Liputan6.com, Jakarta Hindari membeli permen rokok untuk anak. Mengenalkan permen dengan bentuk dan tampilan seperti rokok bisa jadi awal perkenalan anak menghisap rokok yang sesungguhnya.
"Berawal nyoba permen rokok tapi kemudian bisa saja ia nyoba rokok beneran," tutur Direktur Pengendalian Penyakit Tidak Menular Kemenkes Ri, Lily Sriwahyuni Sulistyowati di Jakarta ditulis Rabu (1/6/2016).
Mungkin pada awalnya anak-anak mengonsumsi permen rokok sambil bergaya seperti orang merokok. Kemudian muncul keinginan merokok sungguhan. "Yah nggak bisa nyala, yah nggak bisa kebal-kebul, kenapa nggak mencoba rokok yang sesungguhnya". Hal ini yang dikhawatirkan Lily.
Baca Juga
Advertisement
Oleh karena itu, Lily menyarankan pada orangtua untuk tidak memberikan permen rokok kepada anak-anak. "Jika ingin memberikan permen, masih banyak bentuk lainnya. Jangan sampai, gara-gara permen rokok membuat mereka jadi perokok."
Di Indonesia perokok usia muda jumlahnya amat mengkhawatirkan.

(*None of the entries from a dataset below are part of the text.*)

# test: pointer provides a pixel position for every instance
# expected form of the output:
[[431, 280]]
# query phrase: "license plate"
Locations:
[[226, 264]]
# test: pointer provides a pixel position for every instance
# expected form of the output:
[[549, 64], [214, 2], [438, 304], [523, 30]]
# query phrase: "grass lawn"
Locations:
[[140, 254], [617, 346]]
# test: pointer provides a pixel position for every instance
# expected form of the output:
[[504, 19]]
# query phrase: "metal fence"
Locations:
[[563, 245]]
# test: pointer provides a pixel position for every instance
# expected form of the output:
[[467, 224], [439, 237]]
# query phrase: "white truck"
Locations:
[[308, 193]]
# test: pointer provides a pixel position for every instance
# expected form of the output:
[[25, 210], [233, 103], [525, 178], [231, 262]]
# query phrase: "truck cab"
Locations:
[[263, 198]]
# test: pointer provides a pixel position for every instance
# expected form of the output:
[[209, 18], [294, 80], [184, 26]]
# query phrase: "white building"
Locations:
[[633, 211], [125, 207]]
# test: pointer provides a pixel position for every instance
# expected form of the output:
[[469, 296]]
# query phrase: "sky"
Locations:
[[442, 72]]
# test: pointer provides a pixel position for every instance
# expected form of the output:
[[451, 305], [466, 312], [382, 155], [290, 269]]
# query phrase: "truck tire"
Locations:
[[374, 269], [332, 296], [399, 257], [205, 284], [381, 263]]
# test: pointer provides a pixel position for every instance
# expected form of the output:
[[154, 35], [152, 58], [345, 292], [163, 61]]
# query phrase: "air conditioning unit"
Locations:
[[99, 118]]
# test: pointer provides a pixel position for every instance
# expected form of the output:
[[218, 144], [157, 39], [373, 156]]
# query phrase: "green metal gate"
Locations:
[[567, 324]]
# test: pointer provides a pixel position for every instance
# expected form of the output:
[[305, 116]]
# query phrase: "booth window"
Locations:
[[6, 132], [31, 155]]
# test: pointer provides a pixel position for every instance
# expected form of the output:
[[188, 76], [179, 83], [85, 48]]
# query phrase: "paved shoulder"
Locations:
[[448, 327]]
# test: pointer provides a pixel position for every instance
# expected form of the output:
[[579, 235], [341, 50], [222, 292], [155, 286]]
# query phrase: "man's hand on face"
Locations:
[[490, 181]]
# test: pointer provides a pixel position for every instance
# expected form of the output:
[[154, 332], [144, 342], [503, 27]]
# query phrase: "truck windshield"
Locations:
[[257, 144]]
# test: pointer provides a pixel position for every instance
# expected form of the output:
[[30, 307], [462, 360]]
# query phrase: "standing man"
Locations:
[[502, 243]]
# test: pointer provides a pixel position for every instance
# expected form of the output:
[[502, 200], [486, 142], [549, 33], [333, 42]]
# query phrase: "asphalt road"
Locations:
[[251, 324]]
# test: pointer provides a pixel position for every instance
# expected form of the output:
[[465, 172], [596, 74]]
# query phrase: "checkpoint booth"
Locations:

Satu dari lima anak Indonesia memulai perilaku merokok sebelum memasuki usia 10 tahun dan menjadi ketergantungan sebelum usia 13 tahun, bahkan lebih muda dari itu.
Data Riskesdas 2010 bahkan mencatat, ada sekitar 2,2 persen orang yang mulai merokok pada masa anak-anak yaitu pada umur 5-9 tahun.
"Hal ini amat mengkhawatirkan, sehingga penting sekali orangtua peduli pada anaknya. Misalnya dengan menciumnya, mencium bajunya, atau membuka tasnya untuk mengetahui apakah anak merokok atau tidak," tutur Lily lagi dalam acara puncak Hari Tanpa Tembakau Sedunia.